The geographic distribution was a significant predictor of the types of preys brought home by cats (Table 1 and Figure 5). Soricids were more often brought home by cats in the northwest of France, up to twice as often as in the southeast. Cricetids were more often brought home in the northern part of France with a clear trend for the northeast, more than twice as many as in the southeast. Murids were preferentially brought home by cats in the north-western part of the country.
Cats tended to catch passerines fairly uniformly in metropolitan France (except in Corsica) and more particularly in south-western and central-eastern France. Lacertids were mostly reported in the south of France, including Corsica, up to three times more than in the north.

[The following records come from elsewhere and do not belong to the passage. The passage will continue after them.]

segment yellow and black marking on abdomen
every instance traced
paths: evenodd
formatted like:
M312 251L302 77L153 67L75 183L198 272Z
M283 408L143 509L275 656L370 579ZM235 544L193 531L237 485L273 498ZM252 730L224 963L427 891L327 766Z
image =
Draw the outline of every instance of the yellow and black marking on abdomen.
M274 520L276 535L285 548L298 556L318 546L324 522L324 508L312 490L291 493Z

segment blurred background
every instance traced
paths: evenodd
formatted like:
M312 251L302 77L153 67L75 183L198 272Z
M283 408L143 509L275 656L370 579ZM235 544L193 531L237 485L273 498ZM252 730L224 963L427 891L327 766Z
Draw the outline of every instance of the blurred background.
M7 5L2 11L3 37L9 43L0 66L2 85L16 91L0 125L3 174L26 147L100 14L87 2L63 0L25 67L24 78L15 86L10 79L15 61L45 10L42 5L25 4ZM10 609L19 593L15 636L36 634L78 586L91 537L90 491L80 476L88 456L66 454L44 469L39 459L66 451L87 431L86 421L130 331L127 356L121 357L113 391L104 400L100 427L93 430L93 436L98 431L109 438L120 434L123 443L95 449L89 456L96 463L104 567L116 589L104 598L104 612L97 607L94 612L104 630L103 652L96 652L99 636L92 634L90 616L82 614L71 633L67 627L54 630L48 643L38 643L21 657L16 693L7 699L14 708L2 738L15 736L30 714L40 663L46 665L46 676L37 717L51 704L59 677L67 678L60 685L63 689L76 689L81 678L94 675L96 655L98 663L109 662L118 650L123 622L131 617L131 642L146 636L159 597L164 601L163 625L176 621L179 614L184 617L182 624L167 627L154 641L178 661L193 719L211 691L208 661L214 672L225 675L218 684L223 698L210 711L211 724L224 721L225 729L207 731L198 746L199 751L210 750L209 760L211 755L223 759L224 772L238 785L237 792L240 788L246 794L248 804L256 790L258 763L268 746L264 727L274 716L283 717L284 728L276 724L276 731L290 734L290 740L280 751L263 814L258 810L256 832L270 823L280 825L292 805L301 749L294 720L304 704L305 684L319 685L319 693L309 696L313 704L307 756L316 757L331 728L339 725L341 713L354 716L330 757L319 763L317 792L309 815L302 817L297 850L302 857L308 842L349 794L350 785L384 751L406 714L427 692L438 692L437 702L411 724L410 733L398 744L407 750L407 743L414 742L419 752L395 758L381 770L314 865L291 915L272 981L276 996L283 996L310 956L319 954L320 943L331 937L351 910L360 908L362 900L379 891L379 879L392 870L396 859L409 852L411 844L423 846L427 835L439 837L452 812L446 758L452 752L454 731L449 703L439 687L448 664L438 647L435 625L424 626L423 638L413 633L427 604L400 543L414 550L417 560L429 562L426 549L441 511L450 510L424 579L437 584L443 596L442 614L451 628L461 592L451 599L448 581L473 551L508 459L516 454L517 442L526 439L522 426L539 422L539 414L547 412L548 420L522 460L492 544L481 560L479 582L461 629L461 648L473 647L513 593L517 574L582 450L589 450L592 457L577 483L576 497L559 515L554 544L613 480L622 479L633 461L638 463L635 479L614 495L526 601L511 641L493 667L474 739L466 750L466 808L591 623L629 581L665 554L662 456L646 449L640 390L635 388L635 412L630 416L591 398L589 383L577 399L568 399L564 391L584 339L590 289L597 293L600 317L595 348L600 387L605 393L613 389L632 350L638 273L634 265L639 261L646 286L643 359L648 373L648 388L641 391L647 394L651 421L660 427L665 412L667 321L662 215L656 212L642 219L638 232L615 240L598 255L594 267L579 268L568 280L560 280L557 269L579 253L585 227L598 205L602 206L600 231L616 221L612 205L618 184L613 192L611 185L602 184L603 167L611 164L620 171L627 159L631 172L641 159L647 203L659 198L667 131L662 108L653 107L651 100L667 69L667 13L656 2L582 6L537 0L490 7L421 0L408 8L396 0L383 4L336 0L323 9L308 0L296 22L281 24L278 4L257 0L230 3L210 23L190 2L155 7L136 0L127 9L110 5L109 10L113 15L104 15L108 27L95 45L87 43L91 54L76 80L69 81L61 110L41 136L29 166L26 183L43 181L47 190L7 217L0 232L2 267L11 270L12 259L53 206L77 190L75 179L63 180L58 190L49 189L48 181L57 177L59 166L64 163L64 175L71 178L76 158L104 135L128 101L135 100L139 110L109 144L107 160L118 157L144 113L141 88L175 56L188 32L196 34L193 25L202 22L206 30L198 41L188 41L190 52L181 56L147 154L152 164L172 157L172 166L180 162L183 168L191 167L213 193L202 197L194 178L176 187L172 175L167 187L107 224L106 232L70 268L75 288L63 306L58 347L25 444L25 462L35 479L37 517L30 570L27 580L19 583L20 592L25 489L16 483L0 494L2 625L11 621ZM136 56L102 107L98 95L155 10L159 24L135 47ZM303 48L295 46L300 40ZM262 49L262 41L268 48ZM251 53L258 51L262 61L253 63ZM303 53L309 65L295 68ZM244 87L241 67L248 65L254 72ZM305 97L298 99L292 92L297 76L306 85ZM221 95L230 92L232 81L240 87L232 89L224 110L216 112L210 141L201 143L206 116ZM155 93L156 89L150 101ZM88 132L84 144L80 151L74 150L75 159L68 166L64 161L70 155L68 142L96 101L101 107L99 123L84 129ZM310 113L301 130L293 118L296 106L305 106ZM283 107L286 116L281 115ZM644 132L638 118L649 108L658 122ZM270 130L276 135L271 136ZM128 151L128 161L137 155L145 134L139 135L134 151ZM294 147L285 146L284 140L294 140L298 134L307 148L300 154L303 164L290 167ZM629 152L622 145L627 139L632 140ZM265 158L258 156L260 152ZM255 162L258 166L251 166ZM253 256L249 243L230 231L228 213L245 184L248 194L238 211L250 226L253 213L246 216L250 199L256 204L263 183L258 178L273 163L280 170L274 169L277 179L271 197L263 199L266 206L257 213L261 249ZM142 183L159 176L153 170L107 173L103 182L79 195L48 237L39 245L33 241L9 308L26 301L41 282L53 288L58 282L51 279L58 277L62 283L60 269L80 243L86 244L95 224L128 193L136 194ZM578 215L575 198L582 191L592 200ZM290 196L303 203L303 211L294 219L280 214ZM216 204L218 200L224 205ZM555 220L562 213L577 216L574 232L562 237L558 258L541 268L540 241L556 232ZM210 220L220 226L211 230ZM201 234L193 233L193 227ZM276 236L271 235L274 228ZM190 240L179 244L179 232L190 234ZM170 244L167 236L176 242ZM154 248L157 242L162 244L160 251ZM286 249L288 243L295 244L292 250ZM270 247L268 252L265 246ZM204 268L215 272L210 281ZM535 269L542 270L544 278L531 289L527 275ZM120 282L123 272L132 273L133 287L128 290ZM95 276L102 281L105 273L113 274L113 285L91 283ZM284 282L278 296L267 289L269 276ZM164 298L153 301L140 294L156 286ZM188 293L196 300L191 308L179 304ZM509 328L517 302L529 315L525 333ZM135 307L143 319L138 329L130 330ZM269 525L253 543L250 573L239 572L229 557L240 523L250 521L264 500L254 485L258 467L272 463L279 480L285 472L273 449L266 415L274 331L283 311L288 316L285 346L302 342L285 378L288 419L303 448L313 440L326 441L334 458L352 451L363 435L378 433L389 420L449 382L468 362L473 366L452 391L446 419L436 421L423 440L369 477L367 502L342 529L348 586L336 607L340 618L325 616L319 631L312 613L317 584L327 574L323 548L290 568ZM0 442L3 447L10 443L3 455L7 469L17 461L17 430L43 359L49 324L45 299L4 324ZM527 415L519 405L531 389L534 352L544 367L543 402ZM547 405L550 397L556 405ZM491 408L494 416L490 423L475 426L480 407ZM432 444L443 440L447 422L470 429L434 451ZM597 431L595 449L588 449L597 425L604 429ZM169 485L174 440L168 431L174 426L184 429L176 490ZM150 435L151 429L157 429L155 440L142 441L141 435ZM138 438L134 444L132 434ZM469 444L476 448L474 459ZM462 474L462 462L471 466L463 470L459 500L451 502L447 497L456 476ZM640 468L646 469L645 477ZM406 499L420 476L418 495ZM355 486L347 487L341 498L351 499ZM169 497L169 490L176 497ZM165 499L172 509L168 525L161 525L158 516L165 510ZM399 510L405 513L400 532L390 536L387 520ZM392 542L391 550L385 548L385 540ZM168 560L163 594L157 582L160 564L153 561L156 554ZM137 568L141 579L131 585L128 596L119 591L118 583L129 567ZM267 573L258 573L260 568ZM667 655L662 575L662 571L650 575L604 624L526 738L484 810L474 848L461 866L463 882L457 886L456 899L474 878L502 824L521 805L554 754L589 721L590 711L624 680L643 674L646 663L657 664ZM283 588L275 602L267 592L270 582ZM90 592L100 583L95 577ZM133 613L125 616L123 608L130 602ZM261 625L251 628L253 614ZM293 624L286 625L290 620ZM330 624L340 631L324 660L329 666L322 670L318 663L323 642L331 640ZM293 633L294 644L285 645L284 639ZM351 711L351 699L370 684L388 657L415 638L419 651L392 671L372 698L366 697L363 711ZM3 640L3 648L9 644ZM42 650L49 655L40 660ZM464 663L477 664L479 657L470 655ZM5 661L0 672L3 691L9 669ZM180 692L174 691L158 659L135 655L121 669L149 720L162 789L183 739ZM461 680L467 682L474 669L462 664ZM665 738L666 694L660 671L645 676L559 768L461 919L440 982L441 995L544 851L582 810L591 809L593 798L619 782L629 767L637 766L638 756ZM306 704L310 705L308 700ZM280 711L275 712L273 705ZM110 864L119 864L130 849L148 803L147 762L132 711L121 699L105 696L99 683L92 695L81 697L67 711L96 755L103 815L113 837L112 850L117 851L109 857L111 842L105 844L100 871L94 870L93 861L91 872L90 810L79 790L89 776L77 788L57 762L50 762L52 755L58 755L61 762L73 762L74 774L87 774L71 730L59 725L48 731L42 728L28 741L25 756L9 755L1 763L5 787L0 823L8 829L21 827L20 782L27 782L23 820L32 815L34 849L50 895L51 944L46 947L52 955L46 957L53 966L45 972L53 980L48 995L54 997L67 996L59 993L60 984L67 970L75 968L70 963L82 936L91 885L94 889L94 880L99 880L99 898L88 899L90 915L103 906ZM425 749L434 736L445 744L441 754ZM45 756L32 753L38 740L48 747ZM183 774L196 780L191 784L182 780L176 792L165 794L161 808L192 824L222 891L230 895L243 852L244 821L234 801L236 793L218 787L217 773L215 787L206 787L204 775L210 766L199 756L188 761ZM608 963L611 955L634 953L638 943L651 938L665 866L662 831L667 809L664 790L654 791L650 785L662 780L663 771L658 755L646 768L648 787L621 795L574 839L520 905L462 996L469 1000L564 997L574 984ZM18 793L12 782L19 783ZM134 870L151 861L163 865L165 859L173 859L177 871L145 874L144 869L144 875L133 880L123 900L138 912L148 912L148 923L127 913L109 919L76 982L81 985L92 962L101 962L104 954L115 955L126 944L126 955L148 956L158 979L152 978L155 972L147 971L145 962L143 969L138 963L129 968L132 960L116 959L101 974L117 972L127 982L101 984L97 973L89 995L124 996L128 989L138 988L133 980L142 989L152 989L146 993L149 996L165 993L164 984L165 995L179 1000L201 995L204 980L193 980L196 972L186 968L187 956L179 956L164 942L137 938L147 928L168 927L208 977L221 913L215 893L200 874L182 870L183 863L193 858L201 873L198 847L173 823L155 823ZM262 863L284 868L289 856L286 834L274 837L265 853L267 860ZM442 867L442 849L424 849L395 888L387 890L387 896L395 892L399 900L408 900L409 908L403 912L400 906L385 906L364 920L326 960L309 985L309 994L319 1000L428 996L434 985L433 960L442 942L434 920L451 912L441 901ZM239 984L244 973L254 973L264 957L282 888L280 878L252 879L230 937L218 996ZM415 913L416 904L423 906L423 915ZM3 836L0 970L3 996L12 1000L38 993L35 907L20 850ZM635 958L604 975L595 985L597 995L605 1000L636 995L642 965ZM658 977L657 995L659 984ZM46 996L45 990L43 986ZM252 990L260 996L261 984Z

3.4. Anthropogenic Impacts on Prey Brought Home by Cats

The Human Footprint Index (HFI) had no influence on the number of soricids caught by cats (Table 1 and Figure 6). Fewer cricetids and murids were brought back home when the HFI was high, while the opposite pattern was observed for passerines and lacertids.

3.5. Individual Factors Influencing Prey Brought Home by Cats

The age and sex of individual cats were significant predictors of the types of prey brought home by cats (Table 1 and Figure 7). Soricids were predominantly reported by owners of young individuals (<2 years old), with the number decreasing rapidly with age. There was a significant difference in the number of cricetids brought home by females with a first peak for young adults (i.e., 2 to 4 years old) and a second, larger peak for adult females (i.e., 8 to 12 years old). The spline for males, whatever their age, was not significant. Females between the ages of 3 and 7 years tended to bring back home more murids, while the number of murids increased progressively until the age of 10 years for males. Passerines were mostly caught by young individuals, their numbers decreasing more gradually for females. A similar pattern was observed for lacertids, with the number of lacertids decreasing linearly for males with age.

4. Discussion

The temporal and spatial coverage of the present study—based on a citizen science program—far outweighs any previous study investigating the hunting behaviour of domestic cats. More precisely, cat owners regularly monitored the prey brought home by their cats for eight years, which allowed us to study the seasonal patterns of cat predation at the national scale. Moreover, the spatial coverage of our study includes almost all habitats representing metropolitan France, allowing us to assess the effects of prey brought home by cats nationwide.
Our results confirm that the prey brought home by cats were mainly small mammal species, followed by birds and reptiles, with a seasonal pattern of cat hunting behaviour depending on the nature of the prey itself. The most important hunting behaviour was from mid-spring to mid-summer, but also from late summer to mid-autumn. Such behaviour was only partially related to environmental factors for specific taxonomic groups of small mammals (shrews and voles). The age and sex of cats also influenced their hunting behaviour depending on the nature of the prey itself, with younger cats bringing home shrews, passerines, and lizards more often.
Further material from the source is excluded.